Entretien avec Laurent Dandrieu, rédacteur en chef à Valeurs Actuelles, et auteur d’un essai critiquant la position de l’Église catholique sur l’immigration et introduisant des confusions entre le message universel de l’Évangile, la politique des nations et les devoirs attachés à chaque chrétien
« En multipliant les déclarations favorables à l’accueil des migrants, l’Église exprime-t-elle sa nature profonde ou se laisse-t-elle entraîner sur un terrain qui n’est pas le sien, en un processus qui brouille son message et pourrait à terme la condamner ? Catholique convaincu, ardent défenseur de la singularité et de la beauté d’une civilisation occidentale que la foi chrétienne continue d’irriguer, observateur critique de la crise migratoire en cours, Laurent Dandrieu s’est attaché à répondre à cette question en mobilisant aussi bien les Évangiles que les textes conciliaires, les discours des derniers papes que les éléments de l’actualité la plus récente. Un ouvrage dense et profond en forme de cri d’alarme et d’appel à la vérité.
“Il est évidemment plus facile de se situer sans autre question dans le camp des belles âmes qui prônent une générosité inconditionnelle à l’égard de ces migrants, que de risquer de passer pour un coeur sec en rappelant certaines évidences : qu’on ne résoudra pas les difficultés de ces étrangers en plongeant de manière irréfléchie un continent entier dans le chaos, où semble devoir inéluctablement le jeter l’arrivée massive de millions de migrants de culture étrangère dans des sociétés déjà durement touchées par la crise économique et le chômage, et en proie depuis des décennies à une crise identitaire profonde. Que le rappel de l’impératif de charité ne saurait occulter une réflexion politique, s’agissant d’un phénomène de masse qui ne saurait se résumer à une addition de cas particuliers. Que le discours d’un pape, quand il porte sur des questions aussi éminemment politiques, ne peut sans une certaine mauvaise foi feindre de s’en tenir à une dimension purement humanitaire et caritative, et d’ignorer qu’il a une incidence manifeste tant sur les politiques publiques que sur la façon dont elles sont perçues par les opinions.”

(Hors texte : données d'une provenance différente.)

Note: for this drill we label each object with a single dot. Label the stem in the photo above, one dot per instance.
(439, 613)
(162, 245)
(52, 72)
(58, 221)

“Les discours [du pape] se mêlent de gestes spectaculaires et symboliques, qui finissent par former une sorte de martèlement obsédant dont on ne citera ici, faute de place, que quelques-uns des coups de tambour : le 1er octobre 2014, le pape reçoit des Érythréens rescapés d’un naufrage au large de Lampedusa ; le 8 février 2015, il effectue une visite surprise dans un camp de réfugiés à Ponte Mammolo, au nord-est de Rome ; le 18 avril, il profite de la première visite officielle du nouveau président italien, Sergio Mattarella, pour réclamer « un engagement beaucoup plus vaste » en faveur des migrants « au niveau européen et international » ; le 6 septembre 2015, à l’issue de l’Angelus place Saint-Pierre, il lance un appel pour « que chaque paroisse, chaque communauté religieuse, chaque monastère, chaque sanctuaire d’Europe héberge une famille » de réfugiés ; […] le 24 mars 2016, il choisit de célébrer le jeudi saint dans une structure abritant 900 jeunes réfugiés, et de laver les pieds à douze demandeurs d’asile, dont trois musulmans ; le 28 mai, il reçoit des enfants dont les parents sont morts durant un naufrage de migrants ; pendant l’audience générale du 22 juin, François descend vers la foule pour en ramener une quinzaine de réfugiés qu’il assied autour de lui durant sa catéchèse…”
“L’argument est répété comme un mantra, à chaque geste ou parole du pape en faveur des migrants : il ne s’agit pas de politique, mais de charité et d’humanité. Les défenseurs, laïques ou ecclésiastiques, des prises de position du pape le rappellent à l’envi : le Saint-Père est dans son rôle en prenant position en faveur des migrants, il ne fait que rappeler le message de l’Évangile. Les plus hostiles à l’immigration imaginent un curieux partage des rôles : au pape de prôner l’ouverture, aux politiques de mettre en oeuvre une implacable fermeté. […] Une telle position ne nous paraît ni juste ni tenable.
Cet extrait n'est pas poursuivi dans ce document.